В кабинке остро пахло деревом и пылью. Присев на узенькую скамью, она приготовилась к разговору. Судя по утреннему тону кюре, любезностей он не предвещал, и Алиса внутренне сжалась, собралась в тугой, готовый к обороне комок. Святой отец не торопился начинать, минуты текли, он притаился за перегородкой, и лишь едва слышное дыхание свидетельствовало о его присутствии. Наконец, он решился:
– Дочь моя, я пгигласиль вас, чтоб обсудить несколько щекотливый моменьт. Вчега я видель вас в кгиминальной губгике пгоггаммы «Новости». Вас газыскивает полицья, – немного помедлив, он добавил. – За убийство. Так?
– Да, – выдавила Алиса и лихорадочно облизала внезапно пересохшие губы. – «Он все знает!» – мысль, не дававшая ей покоя со вчерашнего вечера, вновь запульсировала в висках, вызвав мучительную мигрень.
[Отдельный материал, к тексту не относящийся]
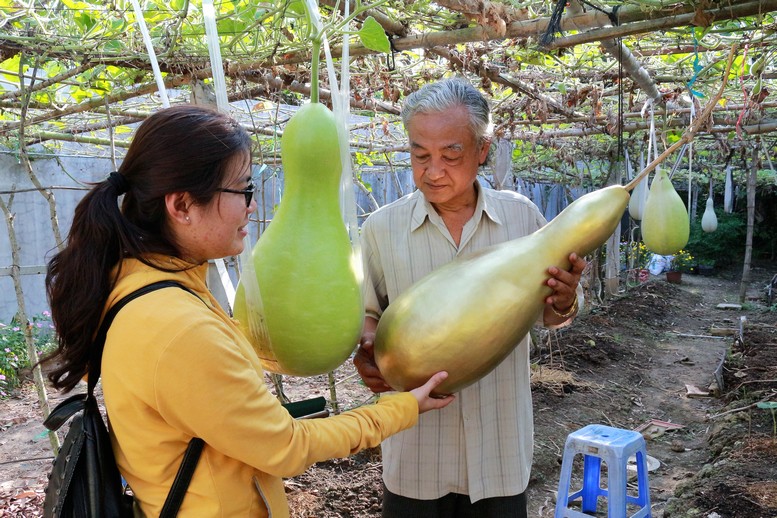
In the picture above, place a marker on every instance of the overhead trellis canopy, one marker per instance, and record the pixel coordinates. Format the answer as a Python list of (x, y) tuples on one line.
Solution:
[(594, 70)]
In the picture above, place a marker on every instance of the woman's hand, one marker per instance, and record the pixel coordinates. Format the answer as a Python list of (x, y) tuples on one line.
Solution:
[(427, 402)]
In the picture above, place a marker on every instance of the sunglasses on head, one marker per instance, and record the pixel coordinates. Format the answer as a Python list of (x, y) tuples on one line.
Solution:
[(248, 192)]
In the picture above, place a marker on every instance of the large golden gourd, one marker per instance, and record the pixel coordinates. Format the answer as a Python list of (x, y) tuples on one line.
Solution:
[(467, 316)]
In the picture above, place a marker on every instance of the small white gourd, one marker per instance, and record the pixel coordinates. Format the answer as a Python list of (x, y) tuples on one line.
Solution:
[(709, 221)]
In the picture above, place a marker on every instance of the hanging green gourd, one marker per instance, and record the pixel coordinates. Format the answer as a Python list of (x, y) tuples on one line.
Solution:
[(709, 221), (300, 299), (665, 226)]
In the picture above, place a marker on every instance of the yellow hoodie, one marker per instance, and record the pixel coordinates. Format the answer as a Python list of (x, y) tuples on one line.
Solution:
[(177, 367)]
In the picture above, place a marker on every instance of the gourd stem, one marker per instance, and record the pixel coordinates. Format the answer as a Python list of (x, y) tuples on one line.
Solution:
[(314, 65), (688, 135)]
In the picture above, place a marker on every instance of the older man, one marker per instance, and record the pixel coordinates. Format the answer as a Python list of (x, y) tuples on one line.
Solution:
[(473, 458)]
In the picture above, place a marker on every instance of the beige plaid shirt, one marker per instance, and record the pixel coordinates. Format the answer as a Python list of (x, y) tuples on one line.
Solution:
[(481, 444)]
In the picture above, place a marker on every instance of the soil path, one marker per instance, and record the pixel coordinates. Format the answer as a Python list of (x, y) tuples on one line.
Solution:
[(626, 362)]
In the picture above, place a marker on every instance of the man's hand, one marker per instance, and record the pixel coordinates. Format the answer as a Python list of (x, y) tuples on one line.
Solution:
[(564, 284), (364, 360), (427, 402)]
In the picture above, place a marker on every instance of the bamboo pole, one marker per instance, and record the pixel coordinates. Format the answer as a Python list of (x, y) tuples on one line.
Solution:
[(751, 183), (32, 352)]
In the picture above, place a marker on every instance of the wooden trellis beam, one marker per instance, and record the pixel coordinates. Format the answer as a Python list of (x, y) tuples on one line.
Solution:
[(728, 12), (629, 63), (483, 70)]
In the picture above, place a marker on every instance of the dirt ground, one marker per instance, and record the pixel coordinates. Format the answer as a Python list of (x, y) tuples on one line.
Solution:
[(661, 357)]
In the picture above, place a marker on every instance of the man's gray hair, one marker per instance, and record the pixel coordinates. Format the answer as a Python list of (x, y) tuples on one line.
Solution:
[(449, 93)]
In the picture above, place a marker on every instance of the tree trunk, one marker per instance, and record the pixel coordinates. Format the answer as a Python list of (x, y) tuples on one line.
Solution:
[(24, 320)]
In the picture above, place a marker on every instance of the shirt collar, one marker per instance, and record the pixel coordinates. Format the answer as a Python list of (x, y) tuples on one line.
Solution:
[(423, 209)]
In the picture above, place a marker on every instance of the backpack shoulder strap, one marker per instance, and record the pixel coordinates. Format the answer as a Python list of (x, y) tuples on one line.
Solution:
[(194, 449)]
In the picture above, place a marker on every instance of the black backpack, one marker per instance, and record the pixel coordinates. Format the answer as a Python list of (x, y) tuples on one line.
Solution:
[(85, 481)]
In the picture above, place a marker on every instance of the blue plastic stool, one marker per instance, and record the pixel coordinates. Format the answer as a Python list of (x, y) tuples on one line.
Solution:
[(614, 446)]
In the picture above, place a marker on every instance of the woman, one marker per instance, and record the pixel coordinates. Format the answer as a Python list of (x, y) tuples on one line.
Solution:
[(175, 366)]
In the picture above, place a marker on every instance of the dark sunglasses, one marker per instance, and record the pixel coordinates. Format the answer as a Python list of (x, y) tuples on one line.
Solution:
[(248, 193)]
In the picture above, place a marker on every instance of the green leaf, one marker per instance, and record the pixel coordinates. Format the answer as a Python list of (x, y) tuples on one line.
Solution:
[(373, 36)]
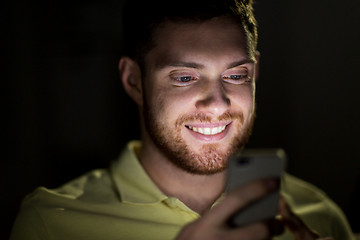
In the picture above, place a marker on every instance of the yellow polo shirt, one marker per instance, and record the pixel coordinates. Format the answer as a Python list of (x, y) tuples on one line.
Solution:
[(123, 203)]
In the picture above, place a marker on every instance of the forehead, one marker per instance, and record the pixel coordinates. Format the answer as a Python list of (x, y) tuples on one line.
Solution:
[(217, 38)]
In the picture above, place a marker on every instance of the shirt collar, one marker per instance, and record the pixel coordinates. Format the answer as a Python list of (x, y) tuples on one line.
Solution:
[(131, 180)]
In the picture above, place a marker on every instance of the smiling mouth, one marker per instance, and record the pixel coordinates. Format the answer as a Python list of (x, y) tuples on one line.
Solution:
[(208, 130)]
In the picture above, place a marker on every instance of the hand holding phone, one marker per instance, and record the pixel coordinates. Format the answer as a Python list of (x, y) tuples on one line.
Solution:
[(248, 166)]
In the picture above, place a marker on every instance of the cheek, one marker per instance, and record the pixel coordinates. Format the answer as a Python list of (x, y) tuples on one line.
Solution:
[(243, 97)]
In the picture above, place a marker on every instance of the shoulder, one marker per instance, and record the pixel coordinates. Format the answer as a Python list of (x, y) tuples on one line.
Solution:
[(45, 209), (315, 208)]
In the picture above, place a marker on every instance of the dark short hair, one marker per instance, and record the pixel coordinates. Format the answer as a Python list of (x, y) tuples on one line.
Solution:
[(141, 17)]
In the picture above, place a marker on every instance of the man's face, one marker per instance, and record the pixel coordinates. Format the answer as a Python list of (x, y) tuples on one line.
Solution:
[(199, 93)]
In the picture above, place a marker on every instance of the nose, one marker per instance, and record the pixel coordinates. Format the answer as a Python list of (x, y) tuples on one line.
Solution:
[(213, 100)]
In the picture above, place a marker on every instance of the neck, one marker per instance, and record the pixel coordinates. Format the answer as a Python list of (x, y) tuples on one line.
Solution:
[(198, 192)]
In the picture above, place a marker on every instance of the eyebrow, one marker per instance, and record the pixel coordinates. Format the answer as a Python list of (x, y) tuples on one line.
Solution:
[(195, 65)]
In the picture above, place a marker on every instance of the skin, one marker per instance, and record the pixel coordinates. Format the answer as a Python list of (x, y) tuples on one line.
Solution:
[(201, 75)]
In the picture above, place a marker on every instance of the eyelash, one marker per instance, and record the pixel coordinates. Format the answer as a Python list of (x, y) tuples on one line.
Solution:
[(239, 78), (187, 79)]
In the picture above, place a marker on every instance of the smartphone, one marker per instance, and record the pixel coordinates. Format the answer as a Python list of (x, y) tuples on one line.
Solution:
[(250, 165)]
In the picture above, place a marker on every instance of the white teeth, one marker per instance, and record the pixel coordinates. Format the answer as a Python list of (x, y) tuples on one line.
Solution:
[(208, 131)]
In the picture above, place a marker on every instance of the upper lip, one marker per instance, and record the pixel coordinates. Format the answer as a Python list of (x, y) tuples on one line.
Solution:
[(207, 125)]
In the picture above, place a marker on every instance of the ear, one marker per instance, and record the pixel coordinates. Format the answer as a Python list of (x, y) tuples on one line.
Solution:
[(257, 65), (130, 75)]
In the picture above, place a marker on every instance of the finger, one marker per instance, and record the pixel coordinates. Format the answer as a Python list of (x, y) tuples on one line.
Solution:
[(240, 198), (295, 224)]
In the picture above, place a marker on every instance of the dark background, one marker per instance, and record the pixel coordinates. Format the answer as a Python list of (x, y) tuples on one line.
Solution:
[(66, 112)]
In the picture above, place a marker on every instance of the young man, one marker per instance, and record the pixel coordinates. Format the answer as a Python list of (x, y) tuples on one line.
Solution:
[(191, 69)]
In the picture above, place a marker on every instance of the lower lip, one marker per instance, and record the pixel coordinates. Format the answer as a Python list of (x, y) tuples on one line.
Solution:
[(210, 138)]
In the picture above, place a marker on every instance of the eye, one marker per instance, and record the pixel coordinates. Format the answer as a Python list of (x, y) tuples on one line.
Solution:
[(183, 78), (237, 77)]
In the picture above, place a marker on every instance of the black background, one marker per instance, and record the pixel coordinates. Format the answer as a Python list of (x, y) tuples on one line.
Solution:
[(66, 112)]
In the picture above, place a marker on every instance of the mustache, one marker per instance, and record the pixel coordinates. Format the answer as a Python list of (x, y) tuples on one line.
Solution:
[(204, 118)]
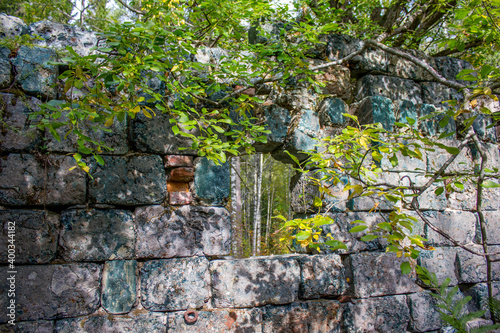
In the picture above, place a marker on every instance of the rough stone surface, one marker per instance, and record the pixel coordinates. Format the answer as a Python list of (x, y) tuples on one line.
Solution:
[(150, 322), (254, 282), (382, 315), (59, 36), (191, 231), (11, 26), (377, 274), (96, 235), (134, 180), (460, 225), (441, 261), (175, 284), (322, 276), (35, 234), (155, 135), (5, 68), (308, 317), (423, 312), (16, 134), (119, 285), (376, 109), (211, 181), (29, 180), (233, 320), (391, 87), (53, 291), (39, 326), (35, 76)]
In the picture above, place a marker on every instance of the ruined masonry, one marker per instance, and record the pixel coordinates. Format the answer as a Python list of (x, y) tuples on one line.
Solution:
[(148, 237)]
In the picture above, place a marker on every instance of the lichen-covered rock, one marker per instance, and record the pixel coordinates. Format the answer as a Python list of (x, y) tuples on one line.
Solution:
[(322, 276), (460, 225), (376, 109), (17, 135), (233, 320), (133, 180), (192, 231), (175, 284), (11, 27), (35, 76), (391, 87), (308, 317), (119, 286), (388, 314), (377, 274), (254, 282), (35, 232), (29, 180), (441, 261), (5, 68), (436, 93), (331, 110), (149, 322), (59, 36), (39, 326), (155, 135), (96, 235), (423, 312), (211, 181), (53, 291)]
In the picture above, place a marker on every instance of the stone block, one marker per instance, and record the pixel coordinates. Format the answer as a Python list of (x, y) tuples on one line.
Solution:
[(144, 129), (331, 110), (322, 276), (460, 225), (11, 27), (423, 312), (16, 134), (116, 139), (387, 86), (35, 234), (376, 109), (231, 320), (147, 322), (5, 68), (133, 180), (211, 181), (377, 274), (443, 261), (179, 198), (436, 93), (175, 284), (192, 230), (182, 174), (173, 161), (47, 180), (39, 326), (450, 67), (35, 76), (53, 291), (119, 286), (471, 268), (388, 314), (96, 235), (59, 36), (254, 282), (313, 316), (303, 192)]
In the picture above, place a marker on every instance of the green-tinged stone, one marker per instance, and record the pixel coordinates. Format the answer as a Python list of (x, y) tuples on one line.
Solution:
[(119, 286)]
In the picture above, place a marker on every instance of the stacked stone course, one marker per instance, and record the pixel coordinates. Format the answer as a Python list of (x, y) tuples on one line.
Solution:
[(148, 236)]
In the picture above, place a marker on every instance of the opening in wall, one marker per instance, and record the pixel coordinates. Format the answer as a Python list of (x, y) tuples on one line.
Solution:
[(260, 189)]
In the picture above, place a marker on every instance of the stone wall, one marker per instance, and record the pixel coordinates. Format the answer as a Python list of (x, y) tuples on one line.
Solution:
[(146, 239)]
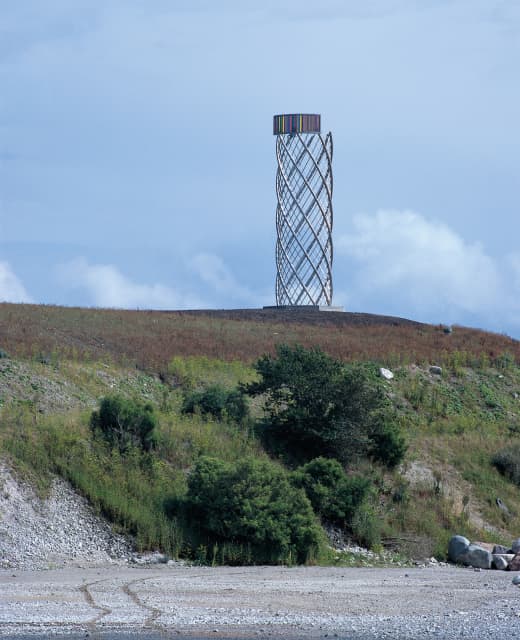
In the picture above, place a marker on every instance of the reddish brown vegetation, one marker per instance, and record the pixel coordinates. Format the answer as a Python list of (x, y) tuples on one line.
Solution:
[(149, 339)]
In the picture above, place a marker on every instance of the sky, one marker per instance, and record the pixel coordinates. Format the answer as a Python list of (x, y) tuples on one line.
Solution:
[(137, 161)]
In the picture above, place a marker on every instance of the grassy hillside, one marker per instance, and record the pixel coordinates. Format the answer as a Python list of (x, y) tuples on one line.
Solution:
[(150, 339), (59, 362)]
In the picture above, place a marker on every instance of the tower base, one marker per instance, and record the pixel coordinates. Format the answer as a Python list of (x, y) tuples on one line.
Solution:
[(305, 307)]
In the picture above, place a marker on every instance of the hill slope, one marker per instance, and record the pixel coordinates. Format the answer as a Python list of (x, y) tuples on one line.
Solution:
[(58, 362)]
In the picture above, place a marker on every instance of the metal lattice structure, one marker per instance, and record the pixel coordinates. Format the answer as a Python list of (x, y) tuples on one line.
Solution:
[(304, 211)]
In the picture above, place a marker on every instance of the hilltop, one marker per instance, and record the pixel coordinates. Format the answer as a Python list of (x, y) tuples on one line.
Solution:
[(149, 339), (58, 362)]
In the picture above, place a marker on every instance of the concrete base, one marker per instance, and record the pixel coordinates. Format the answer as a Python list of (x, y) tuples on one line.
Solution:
[(304, 307)]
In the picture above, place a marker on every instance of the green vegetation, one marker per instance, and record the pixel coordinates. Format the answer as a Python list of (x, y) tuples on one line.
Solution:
[(251, 512), (317, 406), (171, 451), (507, 462), (334, 496), (125, 423), (218, 402)]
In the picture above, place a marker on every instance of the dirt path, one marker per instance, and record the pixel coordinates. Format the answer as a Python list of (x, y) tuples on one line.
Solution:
[(240, 602)]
– Почему ви не пгизнались мне сгазу, судагыня?
– Вывыгнали бы меня взашей, – глухо ответила девушка. Говорить с собеседником, не видя его глаз, было непривычно и страшно.
– Ложь. Наш долг давать убежище всем – и гаскаявшимся пгеступникам тоже, – тон Жан-Пьера сделался холодным, и девушке показалось, что ей бросили за шиворот пригоршню льда.
– Но я не преступница, – Алиса возвысила голос почти до крика. – Я расскажу вам все, что со мной случилось. Но только пообещайте мне, что не выдадите меня полиции.